Desolation Comes Upon The Sky

by aewgliriel



Category: Rogue One: A Star Wars Story (2016)
Genre: Angst, F/M
Language: English
Status: Completed
Published: 2018-02-14
Updated: 2018-02-14
Packaged: 2019-03-18 14:25:42
Rating: Teen And Up Audiences
Warnings: No Archive Warnings Apply
Chapters: 1
Words: 1,596
Publisher: archiveofourown.org
Story URL: https://archiveofourown.org/works/13683522
Author URL: https://archiveofourown.org/users/aewgliriel/pseuds/aewgliriel
Summary: Cassian learns something devastating from a Bothan spy and has to figure out how to tell Jyn.Written for lionkingauston for the 2018 RebelCaptain Secret Valentine exchange on Tumblr. The prompt was “History repeats itself and we can never win”. Angst was requested, and angst is delivered!





	Desolation Comes Upon The Sky

**Author's Note:**

> Title comes from “I See Fire” by Ed Sheeran.

_Somewhere between Verdanth and Ragna_

_4ABY_

Bothan blood, Cassian Andor reflects, is just as red as human but somehow stickier. At least, it seems that way as he unclenches his fist and pries the data stick out of it as Jyn announces that they’re in hyperspace and away.

She stands in the doorway to the small ship’s only cabin, the place they’ve called home for most of the last year since the evacuation of Hoth. Since Draven died, Madine stepped in as general over Intelligence, and Cassian was promoted to colonel. Since Solo went missing and Skywalker had his hand chopped off by a Sith and everything went to hell.

“You alright?” Jyn asks quietly. “I’m guessing that blood’s not yours.”

Cassian looks down at the shocking amount of it soaking his shirt. “No. I… No. My contact was wounded. I had to… He wouldn’t make it, so I had to…”

She steps close, hand hovering over his shoulder but not touching. He doesn’t blame her. He looks like the sole survivor of a slaughter, though he’d only seen the aftermath of one. “You were doing him a favour,” she remarks. “The Empire wouldn’t have been quick.”

“They weren’t,” he says, after a moment. “That’s why he was bleeding out in my hands.”

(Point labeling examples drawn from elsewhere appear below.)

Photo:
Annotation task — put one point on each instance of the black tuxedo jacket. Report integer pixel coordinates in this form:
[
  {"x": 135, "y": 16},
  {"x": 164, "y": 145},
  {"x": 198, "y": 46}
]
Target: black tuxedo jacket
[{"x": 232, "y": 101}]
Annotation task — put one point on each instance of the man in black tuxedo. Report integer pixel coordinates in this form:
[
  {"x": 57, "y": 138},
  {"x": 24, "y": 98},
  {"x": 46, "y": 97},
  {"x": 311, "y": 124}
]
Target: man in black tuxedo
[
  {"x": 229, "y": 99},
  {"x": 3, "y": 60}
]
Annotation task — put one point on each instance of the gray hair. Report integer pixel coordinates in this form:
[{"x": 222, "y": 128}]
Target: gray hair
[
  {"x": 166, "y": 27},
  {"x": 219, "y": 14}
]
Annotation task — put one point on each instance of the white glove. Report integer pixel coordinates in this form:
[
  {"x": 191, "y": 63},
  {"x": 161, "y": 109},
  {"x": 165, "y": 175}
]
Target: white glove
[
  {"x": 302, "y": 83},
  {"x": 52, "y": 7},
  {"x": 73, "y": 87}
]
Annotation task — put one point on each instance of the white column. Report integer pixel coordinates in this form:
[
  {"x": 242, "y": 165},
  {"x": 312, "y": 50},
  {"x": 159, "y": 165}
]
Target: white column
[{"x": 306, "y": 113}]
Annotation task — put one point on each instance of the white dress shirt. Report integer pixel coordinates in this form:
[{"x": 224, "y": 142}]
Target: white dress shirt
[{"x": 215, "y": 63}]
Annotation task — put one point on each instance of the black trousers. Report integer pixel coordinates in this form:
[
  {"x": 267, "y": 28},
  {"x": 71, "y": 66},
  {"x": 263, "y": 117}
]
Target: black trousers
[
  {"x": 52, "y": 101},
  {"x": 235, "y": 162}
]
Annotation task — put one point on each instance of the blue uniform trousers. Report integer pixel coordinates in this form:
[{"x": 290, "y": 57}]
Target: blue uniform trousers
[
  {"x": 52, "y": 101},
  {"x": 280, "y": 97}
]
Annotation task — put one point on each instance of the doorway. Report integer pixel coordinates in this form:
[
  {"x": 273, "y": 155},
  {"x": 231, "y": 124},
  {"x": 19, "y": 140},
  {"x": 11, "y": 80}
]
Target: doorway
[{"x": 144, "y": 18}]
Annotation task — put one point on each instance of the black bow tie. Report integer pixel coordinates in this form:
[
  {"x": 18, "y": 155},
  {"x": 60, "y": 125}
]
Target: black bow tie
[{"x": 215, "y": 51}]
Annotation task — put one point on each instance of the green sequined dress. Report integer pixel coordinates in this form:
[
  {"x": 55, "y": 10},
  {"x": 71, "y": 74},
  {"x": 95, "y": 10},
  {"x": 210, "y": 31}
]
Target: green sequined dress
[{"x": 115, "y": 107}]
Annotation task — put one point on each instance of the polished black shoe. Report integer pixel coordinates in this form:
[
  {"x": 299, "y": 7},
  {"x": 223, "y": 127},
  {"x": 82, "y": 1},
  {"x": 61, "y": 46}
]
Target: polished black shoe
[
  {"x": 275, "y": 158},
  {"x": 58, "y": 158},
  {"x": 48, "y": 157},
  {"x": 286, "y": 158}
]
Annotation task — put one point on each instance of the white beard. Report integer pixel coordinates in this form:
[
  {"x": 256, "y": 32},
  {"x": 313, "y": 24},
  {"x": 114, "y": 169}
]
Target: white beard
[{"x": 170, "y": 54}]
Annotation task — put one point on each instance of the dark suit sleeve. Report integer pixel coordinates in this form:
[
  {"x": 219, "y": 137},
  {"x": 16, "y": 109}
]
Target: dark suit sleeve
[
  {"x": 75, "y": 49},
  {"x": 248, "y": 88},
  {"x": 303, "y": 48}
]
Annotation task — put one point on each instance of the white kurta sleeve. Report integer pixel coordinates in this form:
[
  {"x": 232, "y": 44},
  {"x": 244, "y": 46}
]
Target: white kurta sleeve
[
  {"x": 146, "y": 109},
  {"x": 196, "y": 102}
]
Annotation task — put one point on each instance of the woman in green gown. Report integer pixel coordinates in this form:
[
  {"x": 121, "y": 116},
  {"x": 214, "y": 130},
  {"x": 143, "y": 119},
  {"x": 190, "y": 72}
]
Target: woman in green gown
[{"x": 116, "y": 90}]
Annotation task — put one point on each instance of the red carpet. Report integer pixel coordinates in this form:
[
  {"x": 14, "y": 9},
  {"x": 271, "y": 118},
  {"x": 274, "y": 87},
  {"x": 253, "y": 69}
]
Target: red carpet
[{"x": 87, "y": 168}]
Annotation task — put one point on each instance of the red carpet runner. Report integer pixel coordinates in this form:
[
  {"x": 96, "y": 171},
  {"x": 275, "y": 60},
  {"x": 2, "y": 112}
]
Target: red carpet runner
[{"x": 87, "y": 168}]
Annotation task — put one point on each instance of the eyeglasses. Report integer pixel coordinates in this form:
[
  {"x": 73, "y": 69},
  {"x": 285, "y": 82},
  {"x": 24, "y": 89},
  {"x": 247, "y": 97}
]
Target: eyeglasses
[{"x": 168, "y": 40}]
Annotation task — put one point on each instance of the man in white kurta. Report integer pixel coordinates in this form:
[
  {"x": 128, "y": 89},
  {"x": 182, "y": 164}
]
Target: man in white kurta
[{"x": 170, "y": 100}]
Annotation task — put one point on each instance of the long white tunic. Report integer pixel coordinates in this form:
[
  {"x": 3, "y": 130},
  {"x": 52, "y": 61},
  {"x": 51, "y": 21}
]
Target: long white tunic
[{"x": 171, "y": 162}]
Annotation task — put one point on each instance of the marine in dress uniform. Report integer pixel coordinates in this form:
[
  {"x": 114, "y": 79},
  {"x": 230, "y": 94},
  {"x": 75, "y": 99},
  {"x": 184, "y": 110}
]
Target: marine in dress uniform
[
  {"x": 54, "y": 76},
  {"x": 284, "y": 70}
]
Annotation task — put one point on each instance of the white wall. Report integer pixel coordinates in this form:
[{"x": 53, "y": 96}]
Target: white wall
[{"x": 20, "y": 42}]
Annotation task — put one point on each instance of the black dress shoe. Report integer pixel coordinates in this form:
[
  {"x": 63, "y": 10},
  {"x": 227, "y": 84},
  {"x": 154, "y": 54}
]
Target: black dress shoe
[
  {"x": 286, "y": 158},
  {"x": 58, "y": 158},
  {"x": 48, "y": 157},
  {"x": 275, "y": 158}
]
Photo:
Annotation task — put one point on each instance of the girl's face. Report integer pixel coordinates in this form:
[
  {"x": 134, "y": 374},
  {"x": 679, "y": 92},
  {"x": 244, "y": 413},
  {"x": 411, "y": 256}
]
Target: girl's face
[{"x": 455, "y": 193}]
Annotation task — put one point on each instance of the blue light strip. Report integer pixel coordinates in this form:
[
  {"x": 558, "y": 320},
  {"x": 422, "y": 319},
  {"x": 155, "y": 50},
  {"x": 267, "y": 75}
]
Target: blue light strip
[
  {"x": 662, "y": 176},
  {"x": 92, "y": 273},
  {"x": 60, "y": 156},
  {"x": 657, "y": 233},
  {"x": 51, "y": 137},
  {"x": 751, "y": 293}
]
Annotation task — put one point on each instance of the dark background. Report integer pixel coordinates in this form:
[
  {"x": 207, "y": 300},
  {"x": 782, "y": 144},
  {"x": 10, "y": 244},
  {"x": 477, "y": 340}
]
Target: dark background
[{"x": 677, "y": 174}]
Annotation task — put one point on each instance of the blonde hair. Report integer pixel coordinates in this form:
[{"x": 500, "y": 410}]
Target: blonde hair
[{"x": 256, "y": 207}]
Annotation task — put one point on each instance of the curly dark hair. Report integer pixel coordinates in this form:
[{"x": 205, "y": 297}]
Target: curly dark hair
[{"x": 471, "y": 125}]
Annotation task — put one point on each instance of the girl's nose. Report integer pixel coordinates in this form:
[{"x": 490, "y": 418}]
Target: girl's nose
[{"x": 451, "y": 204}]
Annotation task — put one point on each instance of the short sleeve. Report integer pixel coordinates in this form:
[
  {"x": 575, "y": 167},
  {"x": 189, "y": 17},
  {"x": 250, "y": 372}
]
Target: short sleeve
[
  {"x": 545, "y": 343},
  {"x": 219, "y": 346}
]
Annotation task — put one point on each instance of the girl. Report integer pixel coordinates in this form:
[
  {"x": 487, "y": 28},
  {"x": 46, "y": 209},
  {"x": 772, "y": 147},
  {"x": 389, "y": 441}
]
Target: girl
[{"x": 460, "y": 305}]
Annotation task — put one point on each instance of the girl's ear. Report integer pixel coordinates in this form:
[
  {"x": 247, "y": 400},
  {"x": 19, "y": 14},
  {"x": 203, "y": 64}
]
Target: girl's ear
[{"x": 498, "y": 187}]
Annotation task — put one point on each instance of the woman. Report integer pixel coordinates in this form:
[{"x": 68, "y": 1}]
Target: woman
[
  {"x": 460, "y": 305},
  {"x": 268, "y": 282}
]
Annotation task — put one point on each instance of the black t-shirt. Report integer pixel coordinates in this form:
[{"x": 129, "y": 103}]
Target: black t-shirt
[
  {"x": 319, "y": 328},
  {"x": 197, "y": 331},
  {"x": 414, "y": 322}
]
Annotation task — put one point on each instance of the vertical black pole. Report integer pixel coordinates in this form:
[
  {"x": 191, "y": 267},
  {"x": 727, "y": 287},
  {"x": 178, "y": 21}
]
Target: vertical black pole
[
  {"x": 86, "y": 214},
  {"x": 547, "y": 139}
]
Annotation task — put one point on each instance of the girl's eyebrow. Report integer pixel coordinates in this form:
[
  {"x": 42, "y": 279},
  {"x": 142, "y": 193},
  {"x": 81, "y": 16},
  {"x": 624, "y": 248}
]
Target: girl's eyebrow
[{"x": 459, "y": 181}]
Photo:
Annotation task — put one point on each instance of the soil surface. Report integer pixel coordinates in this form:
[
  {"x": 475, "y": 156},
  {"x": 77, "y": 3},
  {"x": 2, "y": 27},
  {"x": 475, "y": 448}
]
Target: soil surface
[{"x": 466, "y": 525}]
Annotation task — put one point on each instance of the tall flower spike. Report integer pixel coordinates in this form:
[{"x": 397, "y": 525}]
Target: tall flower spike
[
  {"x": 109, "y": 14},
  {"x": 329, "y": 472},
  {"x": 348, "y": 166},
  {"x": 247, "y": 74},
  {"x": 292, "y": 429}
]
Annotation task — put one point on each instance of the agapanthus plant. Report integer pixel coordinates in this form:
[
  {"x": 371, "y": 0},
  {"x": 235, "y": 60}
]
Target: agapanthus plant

She hasn’t noticed the data stick, and he doesn’t call attention to it. Not yet. Not with the dying spy’s words rolling around in his head like they are.

“I’m going to take a shower,” he says.

Jyn wrinkles her nose. “Yeah. That would be good. You hungry?”

“No,” he sighs. “I could use some caf, though.”

She nods. “I can do that.”

Cassian waits until she leaves before fetching his datapad, the one loaded with decryption programs. He cleans the blood off the input end of the data stick and plugs it in, takes the datapad into the ‘fresher to run while he showers.

It takes longer than he’d like to get clean. He wrenched his back during his flight from where he’d left the dead Bothan, and the old injury from Scarif feels like a hot metal rod in place of his spine. The water from the on-board recycler smells metallic, which doesn’t help the nausea rolling in his gut from the stench of blood.

Finally, he decides he’s as clean as he’s going to get right then, because if he has to stand for one more second under the stream of hot, metal-smelling water, he’s going to vomit. He stumbles out, grabs one of the two lone towels in their possession, and dries off as he eyes the progress of the decryption. It’s almost done.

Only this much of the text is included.